It’s that glorious time of year again: football season.

For football fans, it’s relief from a stagnant sportsless summer. But for sports massage therapists, it means business is about to boom. Ankle sprains, shoulder injuries, sore muscles and about every bump and bruise you can think of are facing athletes and will continue to throughout the season.

Massage therapists can help ease the pain suffered by these athletes by learning sports massage therapy. By learning the benefits and techniques of sports massage in the privacy of your home or office through home study courses, massage therapists can easily implement these tools into practice.

While it might be football season, sports massage isn’t limited to the injuries of those athletes who play football. Injuries of all types face many athletes.

Some benefits of sports massage include reducing the chance of injury by using proper stretching, shortening recovery times between activities, improving an athletes’ range of motion, breaking down scar tissues, increasing blood flow and tissue permeability, improving tissue elasticity, and reducing pain and anxiety.

An Internet search resulted in numerous home study courses any massage therapist can take to fulfill their continuing education requirements.
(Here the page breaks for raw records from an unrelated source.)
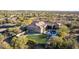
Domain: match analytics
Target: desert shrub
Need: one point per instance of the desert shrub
(61, 43)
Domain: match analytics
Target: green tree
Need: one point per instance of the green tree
(20, 42)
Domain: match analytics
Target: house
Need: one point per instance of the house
(42, 27)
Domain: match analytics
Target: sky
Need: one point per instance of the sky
(52, 5)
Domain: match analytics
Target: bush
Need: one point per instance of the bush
(61, 43)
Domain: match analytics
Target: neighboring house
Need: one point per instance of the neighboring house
(33, 28)
(41, 27)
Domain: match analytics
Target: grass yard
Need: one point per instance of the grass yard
(37, 38)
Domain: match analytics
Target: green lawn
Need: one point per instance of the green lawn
(39, 38)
For sports massage, some of the courses offered cover such topics as the benefits of sports massage, PNF stretches, client positioning for deep-tissue massage, anatomy, injury evaluation and treatment, cross-fiber friction, body mechanics, common techniques, ice treatments, injury prevention, remedial massage and consultation.

Sports massage therapy can be applied in different forms, relative to the clients’ injuries. The massage techniques are typically divided into three types: pre-event, inter-event and post-event.

Depending on the athlete, a blend of Sweedish and shiatsu massage are typically used, which focuses on deep-tissue massage.

Lymphatic massage, trigger-point massage, compression massage and cross-fiber massage techniques are also used to treat the injuries or general aches and pains from athletic strain.

Make sure to check with your national and state licensing bodies to make sure the courses you select are acceptable for continuing education credits.